ルーシアは知っとる、城のメイドさんの一人で、ふわふわしたかいらしーお姉さんや。
なめ??
疑問の眼差しを向けた私にロルフがニッコリ微笑む。
「そうですね、ミツキ様が我が君に治して頂いたのと同じ方法で」
瞬間、笑顔を向けあうロルフとアレイストの間に火花が見えた。
何故に。
アレイストと同じ方法?
今度はアレイストに視線を向ける。
それを受けて怯んだ彼に、更にロルフが重ねた。
「ミツキ様。ルーシアは末端ですが一族だということはご存じでしたか?」
「うん? ハイ、最初に紹介してくれました」
一族である自分がメイドとして側にいるのが厭なら、今のうちに言って下さいとか、遠慮しいなこと言ってたかな。
「我が君に精血を捧げたあと、傷が残らないことには?」
へ……? それもうん、まあ、気づいてたっちゅうか、何やアトはうっすら付くけど、ガブリといかれた牙のあととかはないなあ、と思ってたけども。
話の展開がよくわからないままウンウン頷いて先を促すと。
「ロルフ!」
どことなく焦ったような制止の声をアレイストが上げた。
それを笑顔のままロルフは無視して言う。
「一族の者の唾液には治癒効果があるんです。吸血のあと塞がらない傷口から失血しないように、でしょうね、上手く出来てますよね、不思議ですよねぇ」
そうやなぁ。転んで怪我したときとか唾つけといたら治るわ〜とか言うてたけど、そういう迷信めいたこととは別で、マジで治るんか、スゴいな〜………あ?
なめ――舐め?
って、そういうことーーーっ!?
え、ロルフとルーシアさんてそないな仲なんっ? いやほらだってロルフが刺されたん脇腹やったしソンナトコな、舐め……って、ただの間柄やないやんな!? 全然そんな風に見えへんかったで、うっはー、ええなーロルフ、ルーシアさんもちょっと好みやねん、あたし。今度からかったろ〜……いやそうじゃない。
“ミツキ様が我が君に治して頂いたのと同じ方法で”
――同じ、方法で?
ジトリ、と私はロルフと睨み合っているアレイストに冷たい目を向けた。
「……アレイスト……」
ハッとこちらの視線に気づき、ヤツは慌てて首を振る。
「治療だよ、ミツキ! ヤマしいことは何もしてないよ?!」
何やヤマしいことって。
つうか、そういう反応する言うことは、やっぱり。
舐めたんか。
『ヘンタイ……』
エンガチョー、なんて思いながら私は布団の中に身を隠すようにしてアレイストの目から逃れた。
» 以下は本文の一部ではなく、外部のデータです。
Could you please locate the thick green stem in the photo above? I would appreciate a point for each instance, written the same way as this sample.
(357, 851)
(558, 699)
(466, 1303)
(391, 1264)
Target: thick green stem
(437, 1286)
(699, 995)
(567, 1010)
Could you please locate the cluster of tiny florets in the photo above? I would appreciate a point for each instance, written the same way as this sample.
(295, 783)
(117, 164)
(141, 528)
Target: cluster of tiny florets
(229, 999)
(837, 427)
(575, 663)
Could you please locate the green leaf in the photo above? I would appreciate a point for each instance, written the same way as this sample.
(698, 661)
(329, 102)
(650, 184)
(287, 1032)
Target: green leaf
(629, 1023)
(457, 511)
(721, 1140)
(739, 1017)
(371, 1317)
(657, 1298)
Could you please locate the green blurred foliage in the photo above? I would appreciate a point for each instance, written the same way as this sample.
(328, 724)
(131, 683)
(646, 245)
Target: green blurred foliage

「って、その反応何だい!? 意識されて喜んでいいの、それとも逆?! だってそうしないとミツキの腕、何針も縫わなきゃいけなかったし、傷も残るし、神経だって、――ロルフ、貴様……!」
「言い出したのはそちらが先ですよ?」
にやにやにやにや。
ホンマ、ここの主従関係なんや間違っとらんか。
形勢逆転。
ロルフをからかうために持ち出されたネタが、今度はアレイストを窮地に陥らせているようだ。
まあ、あたしも本気で「イヤッ!」とか思てるわけやあらへんけどな。
緊急措置やっちゅうのはわかっとるし。
一文字に傷残るのいくら覚悟の上や言うてもやっぱり嫌やしな。
ただ、意識のないときにされたんゆうのがな〜。
布団のはしっこからじぃ、と見つめる私に気づいてアレイストが恐る恐る呼び掛けてくる。
「……ミツキ? 怒ってる?」
ううん。でもな。
『ヘンタイ』
ガクリ、アレイストはベッドの上に突っ伏した。